Il Casale knows its clientele well. This Italian newcomer to the suburban Boston dining scene perfectly marries regional home-style cooking that pleases and satisfies all palates with a finesse seen in the most high-brow establishments in Boston. Already showered with praise, Il Casale has garnered the appreciation of the James Beard Foundation, the Boston Globe, Boston Magazine, and Zagat – however, Chef Dante de Magistris has admirably avoided letting all of this hot air go to his head.
The restaurant is best described as vivacious. On a Saturday night, the front bar area was packed with local singles and the back dining room operated at a loud buzz. The exposed brick walls, smooth stone floor, industrial metal piping, large floor-to-ceiling windows, and open kitchen did nothing of course to muffle the noise, but each element added to the intended rustic-chic decor and boistrous vibe. The dining room is remarkably small with a few large wooden dining tables (each sparsely decorated with neatly folded dishcloth napkins); just off the open kitchen is a large chef’s table for 10, propped up with a beautiful view into the hustle and bustle.
The food is traditional authentic Italian cuisine focused on regional family-cooking. It’s refined but, at its core, very hearty and flavor-focused. The menu offers various antipasti to start, a range of pastas for either an appetizer or entree course, as well as main ‘secondi’ dishes and dessert. My family and I sampled four antipasti (the ‘greatest hits’ approach): pesciolini, burrata, maiale, and Romeo e Giulietta. The pesciolini, essentially fancy fried baby shrimp with crispy smelts and a fried lemon wheel, was made most interesting by the substitution of calamari for shrimp and the mellow fried lemon. Seeking seafood to start? This basic and zingy option will satisfy all. The burrata offered two dollops of wet and buttery mozzarella that just melts in your mouth. Of the utmost highest quality, this mild cheese bite shows how special cheese can be. The maiale, or pork meatballs, were ridiculously delicious for such mini-bites – watch out Andrew Carmellini, these moist and savory meatballs give yours a major run for your money. At just $5 each, I could eat these little antipasti all night long…

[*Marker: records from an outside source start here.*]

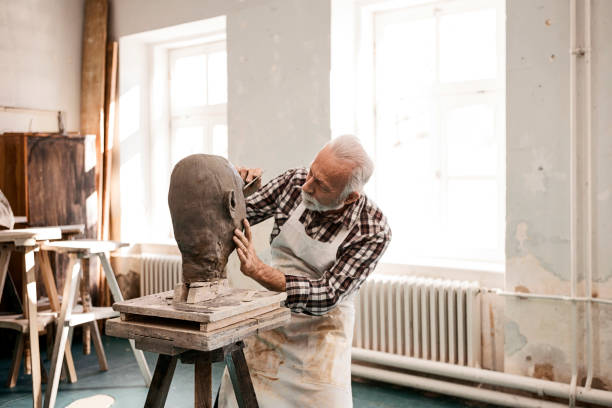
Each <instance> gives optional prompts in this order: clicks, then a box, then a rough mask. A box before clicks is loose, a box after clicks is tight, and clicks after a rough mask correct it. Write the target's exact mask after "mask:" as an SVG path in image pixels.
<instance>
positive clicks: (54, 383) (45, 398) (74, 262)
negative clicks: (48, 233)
mask: <svg viewBox="0 0 612 408" xmlns="http://www.w3.org/2000/svg"><path fill="white" fill-rule="evenodd" d="M68 271H69V273H70V275H69V276H67V277H66V282H65V283H64V295H63V296H62V309H61V311H60V315H59V317H58V319H57V333H56V334H55V342H54V344H53V356H52V358H51V372H50V374H49V383H48V384H47V391H46V392H45V405H44V406H45V408H50V407H53V406H55V399H56V397H57V388H58V387H59V379H60V373H61V370H62V363H63V361H64V356H65V351H66V340H68V334H69V332H70V326H69V322H70V317H71V316H72V305H73V304H74V299H75V296H76V291H77V286H78V280H79V275H80V273H81V268H80V263H79V262H78V260H77V259H75V257H74V256H73V255H70V262H69V263H68Z"/></svg>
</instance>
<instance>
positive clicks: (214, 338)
mask: <svg viewBox="0 0 612 408" xmlns="http://www.w3.org/2000/svg"><path fill="white" fill-rule="evenodd" d="M290 319H291V312H290V310H289V309H287V308H284V307H283V308H279V309H276V310H274V311H271V312H268V313H264V314H263V315H260V316H258V317H257V318H256V319H245V320H244V321H242V322H238V323H235V324H232V325H230V326H227V327H224V328H221V329H218V330H216V331H213V332H202V331H200V330H199V327H193V324H192V322H180V321H177V320H174V321H170V320H168V319H155V318H143V319H142V320H143V321H137V320H126V321H122V320H121V318H115V319H110V320H108V321H107V322H106V334H107V335H109V336H115V337H123V338H129V339H134V338H136V336H140V337H149V338H155V339H157V341H159V343H160V344H166V345H168V346H170V345H171V346H173V347H179V348H185V349H190V350H200V351H211V350H215V349H218V348H220V347H223V346H225V345H228V344H231V343H235V342H237V341H240V340H242V339H244V338H246V337H248V336H251V335H253V334H257V333H258V332H261V331H266V330H270V329H273V328H276V327H279V326H283V325H285V324H287V323H288V322H289V320H290Z"/></svg>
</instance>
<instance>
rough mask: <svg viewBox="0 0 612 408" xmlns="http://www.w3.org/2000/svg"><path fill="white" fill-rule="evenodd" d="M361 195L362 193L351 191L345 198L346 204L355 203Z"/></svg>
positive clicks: (346, 204) (354, 191)
mask: <svg viewBox="0 0 612 408" xmlns="http://www.w3.org/2000/svg"><path fill="white" fill-rule="evenodd" d="M359 197H361V194H359V193H358V192H356V191H353V192H352V193H349V195H348V196H347V197H346V198H345V199H344V205H349V204H353V203H354V202H355V201H357V200H359Z"/></svg>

The main courses tried were the cinque formaggi ravioli in sweet pea cream, the gnocchi primavera, the tagliatelle bolognese, and the Sicilian roast chicken. The ravioli was done right – the dough was thin and slightly slippery, no extra heft to distract from the velvety cheese interior and delicate sweet pea sauce. The gnocchi was similarly well-executed in a light pink sauce with a remarkably tasty spring vegetable ragout. The third pasta, the tagliatelle bolognese, received high marks from my father, who compared it to his favorite tagliatelle at the now defunct Armani Cafe (a compliment worth taking seriously). Lastly, the Sicilian roast chicken was a study in restaurant chicken prepared perfectly – juicy, succulent, flavorful; there wasn’t a bland wimpy wing or drumstick in sight.
Il Casale satiated without stuffing uncomfortably, pleased, even wowed with its high notes. The meal showed finesse and restraint and highlighted the notable skill of the kitchen. My entire family left excited by the notion of living just 20 minutes away from this popular new spot (complete with an expansive outdoor patio in clement weather). With something for everyone (accessible pasta dishes, small plates, bar bites, hefty entrees, silky sides, luscious desserts), Il Casale proved that it does in fact deserve the glowing praise showered upon it recently!